20 February 2012

still here!




Hey Folks,

School is crazy, but I don't want to completely neglect this space! Here is a quote that I recently found and instantly fell in love with. It totally jives with my approach to my work, as you will see when my for-reals posting continues... next week! For now, back to the papers. Bleh...

xo,
Linds

07 February 2012

mo' money, mo' prisons.

Lately, I've been thinking a lot about who benefits from educational inequality. Clearly it isn't people who look like me, but there has to be someone. After all, if it was 100% bad that poor kids and kids of color got a far worse education just for being poor and not White, then this inequality wouldn't have persisted for this long... right? It wouldn't be so publicly acceptable for state governments to unequally fund urban school districts with smaller tax bases while holding them to the same standards as the wealthy suburban ones with people who can pay higher taxes for better schools... right? Am I missing something here?

[Not sure how common this knowledge is, public education in most states is funded by property taxes. People of color have lower property values because we are not White (really, that's the reason), pay lower property taxes, and therefore have less money for their schools... even in the suburbs. Urban centers have more poor people so their tax base is smaller, and therefore they rely more on the state government for education funding.]  

Aaand, we're back. 

The idea of costs v. benefits of inequality reminds me of a rally I took my students to last May to protest the governor of Pennsylvania's plan to cut roughly a billion dollars from the state's education budget. He and his party (guess which one it is) claimed that the state was broke, and implied that public educational institutions (including K-12 and higher education) were mismanaging current funding and could probably operate effectively if only they knew how to budget. Meanwhile, the same budget approved the building of three (3!) new prisons, at the cost of a few million dollars. Because that's what you do when you're broke, right?

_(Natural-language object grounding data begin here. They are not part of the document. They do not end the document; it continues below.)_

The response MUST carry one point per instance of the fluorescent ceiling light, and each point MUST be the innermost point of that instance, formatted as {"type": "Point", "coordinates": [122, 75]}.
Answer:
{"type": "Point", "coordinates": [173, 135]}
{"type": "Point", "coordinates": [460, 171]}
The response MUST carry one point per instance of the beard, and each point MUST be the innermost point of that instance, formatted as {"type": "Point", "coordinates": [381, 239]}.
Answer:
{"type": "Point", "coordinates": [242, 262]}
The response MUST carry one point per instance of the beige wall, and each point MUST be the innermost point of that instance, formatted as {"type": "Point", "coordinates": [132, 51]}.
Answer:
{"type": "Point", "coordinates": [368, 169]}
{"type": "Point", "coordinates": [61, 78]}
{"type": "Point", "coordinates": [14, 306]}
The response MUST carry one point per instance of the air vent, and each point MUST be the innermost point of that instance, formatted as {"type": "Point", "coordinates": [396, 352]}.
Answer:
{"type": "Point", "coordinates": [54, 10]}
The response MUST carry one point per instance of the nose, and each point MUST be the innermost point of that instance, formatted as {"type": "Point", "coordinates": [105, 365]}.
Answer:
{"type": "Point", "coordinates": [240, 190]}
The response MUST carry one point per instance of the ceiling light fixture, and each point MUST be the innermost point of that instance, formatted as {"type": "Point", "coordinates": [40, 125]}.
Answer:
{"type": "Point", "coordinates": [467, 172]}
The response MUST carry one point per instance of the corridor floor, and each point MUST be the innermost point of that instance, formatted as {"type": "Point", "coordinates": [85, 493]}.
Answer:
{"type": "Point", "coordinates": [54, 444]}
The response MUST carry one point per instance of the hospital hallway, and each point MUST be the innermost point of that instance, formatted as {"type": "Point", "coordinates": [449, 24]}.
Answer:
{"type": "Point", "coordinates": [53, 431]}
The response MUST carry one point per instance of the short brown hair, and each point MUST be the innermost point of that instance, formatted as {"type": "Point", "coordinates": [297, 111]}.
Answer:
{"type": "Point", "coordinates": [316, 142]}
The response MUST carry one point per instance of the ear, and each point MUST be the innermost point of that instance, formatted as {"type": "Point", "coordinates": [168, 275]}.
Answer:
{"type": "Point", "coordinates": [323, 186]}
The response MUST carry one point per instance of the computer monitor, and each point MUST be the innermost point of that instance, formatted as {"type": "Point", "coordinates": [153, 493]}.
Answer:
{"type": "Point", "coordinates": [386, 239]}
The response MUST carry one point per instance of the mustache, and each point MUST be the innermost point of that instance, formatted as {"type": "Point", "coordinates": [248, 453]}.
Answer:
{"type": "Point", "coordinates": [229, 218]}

Call me old-fashioned (or just progressive and idealistic), but I think that an appropriately funded and resourced education system along with meaningful employment upon completion would eliminate the need for more prisons. Plus, given the fact that it costs more to imprison someone than it does to educate them, this push for incarceration makes even less sense. As Linda Darling-Hammond says in The Flat World and Education, "States that would not spend $10,000 a year to ensure adequate education for young children of color spend over $30,000 a year to keep them in jail" (p. 24). I feel ill every time I read that line.

What does this say about our priorities as a society? And, more importantly, what can be done about it?

Perhaps thinking of who benefits from such inequality is a useless task, since it won't fix it. I think it is time to more pragmatic about it, and focus on solutions. I think it is time for us to use our voices and our votes to say that this is not okay. Increases in criminal "justice" spending (like that of national defense) tend to be justified in the name of safety. As the argument goes, in order to maintain order and security, we must have places to put these dangerous individuals. But if more prisons were really all it took to stop crime, it would have been stopped by now.

Clearly something else is at play. I refuse to believe that the link between a predominately Black, brown, and low-income prison population and the systematic denial of quality education to people of these same group is anything less than a causal one. Social policies need to be linked with education policies in order to address the overlapping needs of people from these vulnerable populations. Only through a more holistic approach can reform occur in either area.